Porque los tramos en los que de verdad despega la obra son aquellos de transición y contienda, los que definen su carácter general y certifican su condición de rareza. No me interesa destacar su endeble guión, limitado por la completa falta de diálogos, con personajes que sólo pueden reflejar las emociones más básicas. Yo disfruto con lo áspero del paisaje (rodado en las islas Canarias) y con el desparpajo general, con los bikinis de pieles mojados, barbas postizas y melenas teñidas, con los calzoncillos de lycra debajo del taparrabos. También lo hago con la cuestionable separación racial, con los avanzados arios del clan de la Ostra enfrentados a los morenos, sucios y torpes miembros del clan de la Roca. Me sorprendo con la aparición de una iguana haciendo las veces de dinosaurio, también con la araña gigante acompañada de su amigo el grillo, las erupciones, los desmembramientos humanos por parte de increíbles maquetas o los desprendimientos de cartón piedra que más tarde introdujera Kubrick en el sueño epifánico de Alex.

Ahora, un párrafo para el gran Ray Harryhausen, cuyas increíbles secuencias de animación ‹stop motion› hacen que cualquier obra merezca la pena. Con un enfoque totalmente tradicional, los movimientos de sus maquetas están cuidados al detalle en busca de una conseguida (y supuesta en el caso de los dinosaurios) veracidad, ya sea mediante un movimiento de cola, la respiración o el parpadeo. Dicho esto, también es justo destacar el correcto trabajo de dirección por parte de Don Chaffey que permite que una escena tan compleja como la del ataque del dinosaurio al poblado de la Ostra (por la constante interacción entre actores y la animación de las maquetas superpuesta) resulte tan intensa y sorprendente. Resulta curioso como las grandes producciones actuales, con el CGI, 3D y demás siglas como bandera, principio y fin, sólo consiguen que apreciemos el encanto de una aproximación más artesanal a los efectos especiales, que conserva su dinamismo y capacidad de fascinación con el paso de los años, por mucho que sus costuras queden totalmente al descubierto ante una mirada actual.

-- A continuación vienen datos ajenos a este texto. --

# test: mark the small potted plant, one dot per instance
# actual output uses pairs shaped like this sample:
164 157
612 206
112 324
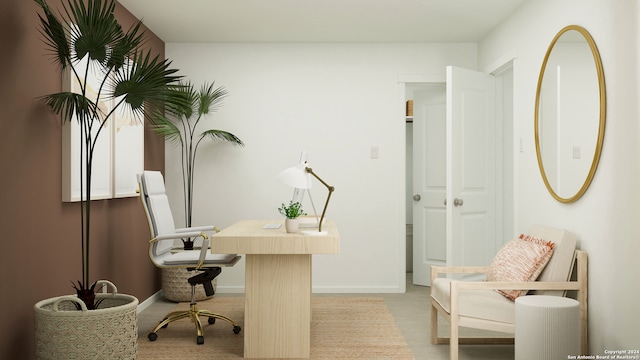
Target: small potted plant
291 212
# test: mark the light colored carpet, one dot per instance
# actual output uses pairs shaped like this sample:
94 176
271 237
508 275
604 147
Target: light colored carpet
341 328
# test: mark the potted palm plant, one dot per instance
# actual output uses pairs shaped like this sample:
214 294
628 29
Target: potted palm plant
179 125
291 212
86 36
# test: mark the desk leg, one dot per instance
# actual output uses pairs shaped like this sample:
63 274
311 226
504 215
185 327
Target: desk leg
277 319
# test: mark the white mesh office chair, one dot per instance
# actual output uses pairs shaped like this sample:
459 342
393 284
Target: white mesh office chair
205 265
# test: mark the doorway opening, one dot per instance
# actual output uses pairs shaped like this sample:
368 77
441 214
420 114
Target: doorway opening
504 178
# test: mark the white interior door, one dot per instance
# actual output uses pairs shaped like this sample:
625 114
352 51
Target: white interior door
470 168
429 181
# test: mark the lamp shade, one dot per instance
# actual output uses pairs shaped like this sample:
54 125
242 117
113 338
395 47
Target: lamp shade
296 177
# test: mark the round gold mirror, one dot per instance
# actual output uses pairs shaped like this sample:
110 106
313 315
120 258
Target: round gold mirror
570 114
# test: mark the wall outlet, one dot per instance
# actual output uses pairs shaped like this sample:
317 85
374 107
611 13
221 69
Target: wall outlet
375 152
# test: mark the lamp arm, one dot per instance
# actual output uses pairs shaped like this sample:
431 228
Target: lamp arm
330 188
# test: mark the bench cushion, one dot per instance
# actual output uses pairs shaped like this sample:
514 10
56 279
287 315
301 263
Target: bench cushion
478 304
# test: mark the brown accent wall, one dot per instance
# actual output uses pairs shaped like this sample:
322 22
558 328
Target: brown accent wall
40 235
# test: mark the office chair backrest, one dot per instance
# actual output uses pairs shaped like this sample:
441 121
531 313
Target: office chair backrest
157 208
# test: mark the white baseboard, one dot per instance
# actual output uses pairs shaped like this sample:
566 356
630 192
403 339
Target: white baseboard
149 301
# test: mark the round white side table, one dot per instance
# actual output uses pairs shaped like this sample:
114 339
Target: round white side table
547 327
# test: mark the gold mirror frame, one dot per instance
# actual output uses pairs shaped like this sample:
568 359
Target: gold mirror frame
602 120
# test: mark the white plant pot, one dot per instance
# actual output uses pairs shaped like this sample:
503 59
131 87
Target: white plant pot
64 332
291 225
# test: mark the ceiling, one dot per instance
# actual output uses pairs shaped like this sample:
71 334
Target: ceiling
176 21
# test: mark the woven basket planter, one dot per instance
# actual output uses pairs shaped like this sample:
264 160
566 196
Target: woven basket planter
64 332
175 286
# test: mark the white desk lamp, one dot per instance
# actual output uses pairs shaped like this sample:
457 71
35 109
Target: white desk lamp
299 177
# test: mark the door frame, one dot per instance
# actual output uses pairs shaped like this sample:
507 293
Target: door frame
507 218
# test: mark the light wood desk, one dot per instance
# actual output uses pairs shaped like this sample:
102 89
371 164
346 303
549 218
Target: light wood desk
277 318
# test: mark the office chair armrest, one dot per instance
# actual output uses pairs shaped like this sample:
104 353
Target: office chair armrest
179 235
203 251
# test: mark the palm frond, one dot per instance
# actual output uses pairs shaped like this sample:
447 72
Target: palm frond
70 104
95 29
220 135
149 80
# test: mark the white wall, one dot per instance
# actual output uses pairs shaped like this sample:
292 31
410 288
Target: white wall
335 101
606 217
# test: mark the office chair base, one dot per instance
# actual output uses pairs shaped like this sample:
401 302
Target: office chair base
194 314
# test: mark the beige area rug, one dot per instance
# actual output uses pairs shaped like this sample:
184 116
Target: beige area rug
341 328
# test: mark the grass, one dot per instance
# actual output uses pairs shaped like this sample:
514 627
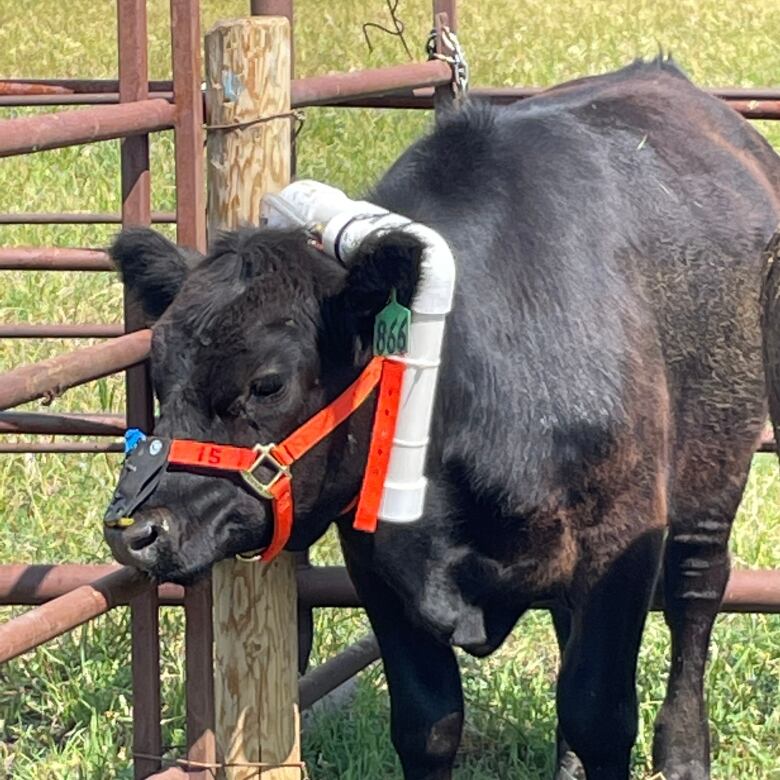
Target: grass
65 710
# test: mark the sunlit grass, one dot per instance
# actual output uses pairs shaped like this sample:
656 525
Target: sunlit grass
65 709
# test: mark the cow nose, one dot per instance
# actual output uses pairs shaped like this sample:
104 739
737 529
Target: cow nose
137 544
141 534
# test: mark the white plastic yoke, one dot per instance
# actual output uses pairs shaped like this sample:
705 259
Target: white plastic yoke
343 224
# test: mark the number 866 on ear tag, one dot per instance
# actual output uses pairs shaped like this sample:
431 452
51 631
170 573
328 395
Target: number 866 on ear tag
391 329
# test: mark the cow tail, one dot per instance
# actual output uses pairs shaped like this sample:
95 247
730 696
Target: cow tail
770 327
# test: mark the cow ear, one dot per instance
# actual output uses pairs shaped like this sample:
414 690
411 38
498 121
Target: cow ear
152 268
387 261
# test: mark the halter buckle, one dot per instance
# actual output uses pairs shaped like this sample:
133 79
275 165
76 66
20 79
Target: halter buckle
265 457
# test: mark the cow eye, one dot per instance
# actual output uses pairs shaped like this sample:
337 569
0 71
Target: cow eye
267 386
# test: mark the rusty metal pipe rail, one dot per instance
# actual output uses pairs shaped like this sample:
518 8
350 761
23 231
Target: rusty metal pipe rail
76 218
21 86
70 99
320 90
751 103
749 590
53 259
24 135
62 424
62 614
32 584
311 91
92 330
325 678
51 377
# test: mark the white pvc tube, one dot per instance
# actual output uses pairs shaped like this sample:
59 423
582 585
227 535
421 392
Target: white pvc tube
344 224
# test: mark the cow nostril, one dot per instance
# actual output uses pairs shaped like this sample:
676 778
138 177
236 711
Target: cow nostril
143 537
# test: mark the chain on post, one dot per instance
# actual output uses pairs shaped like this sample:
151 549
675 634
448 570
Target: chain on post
454 57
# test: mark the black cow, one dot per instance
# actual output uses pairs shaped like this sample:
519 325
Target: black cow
601 395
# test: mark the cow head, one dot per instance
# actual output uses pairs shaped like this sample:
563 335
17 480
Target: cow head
248 343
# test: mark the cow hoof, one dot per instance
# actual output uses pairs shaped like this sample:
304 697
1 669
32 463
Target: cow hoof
688 770
569 768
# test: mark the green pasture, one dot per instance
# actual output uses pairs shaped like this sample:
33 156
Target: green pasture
65 710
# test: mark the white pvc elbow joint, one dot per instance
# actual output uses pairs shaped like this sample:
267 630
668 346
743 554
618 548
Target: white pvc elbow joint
343 225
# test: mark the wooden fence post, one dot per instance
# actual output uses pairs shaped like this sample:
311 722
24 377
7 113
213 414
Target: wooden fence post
255 636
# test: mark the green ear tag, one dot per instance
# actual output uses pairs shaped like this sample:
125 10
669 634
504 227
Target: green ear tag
391 329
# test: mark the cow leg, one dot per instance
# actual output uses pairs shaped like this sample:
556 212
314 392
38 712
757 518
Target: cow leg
696 570
597 703
568 766
426 697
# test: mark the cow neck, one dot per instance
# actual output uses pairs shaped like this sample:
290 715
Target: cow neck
246 461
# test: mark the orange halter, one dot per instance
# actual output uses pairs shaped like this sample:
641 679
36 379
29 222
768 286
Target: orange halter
381 371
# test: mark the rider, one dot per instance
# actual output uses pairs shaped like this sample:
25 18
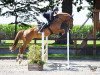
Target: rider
50 15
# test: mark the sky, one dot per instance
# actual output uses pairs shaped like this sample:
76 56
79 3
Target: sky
79 17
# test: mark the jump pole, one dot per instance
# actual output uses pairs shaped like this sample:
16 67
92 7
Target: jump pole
68 49
44 48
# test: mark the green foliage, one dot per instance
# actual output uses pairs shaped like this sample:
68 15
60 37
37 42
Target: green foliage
9 30
34 54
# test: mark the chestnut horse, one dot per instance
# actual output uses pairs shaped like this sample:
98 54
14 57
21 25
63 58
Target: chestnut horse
29 34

Y no hablo desde la nostalgia, ya que no crecí con obras como Furia de titanes (Clash of the Titans, Desmond Davis, 1981) o Jasón y los argonautas (Jason and the Argonauts, Don Chaffey, 1963), lo hago desde la más sencilla admiración de alguien que creció con, yo que sé, Goku y Son Gohan.

Como apunte final que vuelve a sacar a la luz el tono pesimista que se esconde tras una obra ligera y disparatada como esta, destaca el carácter conciliador de una naturaleza poderosa y cruel, que da lugar a un abrupto, apocalíptico y pirotécnico final, eliminando de raíz todas las disputas absurdas que siempre han caracterizado nuestra especie. O quizá simplemente sea un medio que posibilite la maravillosa traca final, con esos gloriosos minutos de erupciones, desprendimientos y hombres, dinosaurios e iguanas precipitándose en el vacío. Lo mismo me da.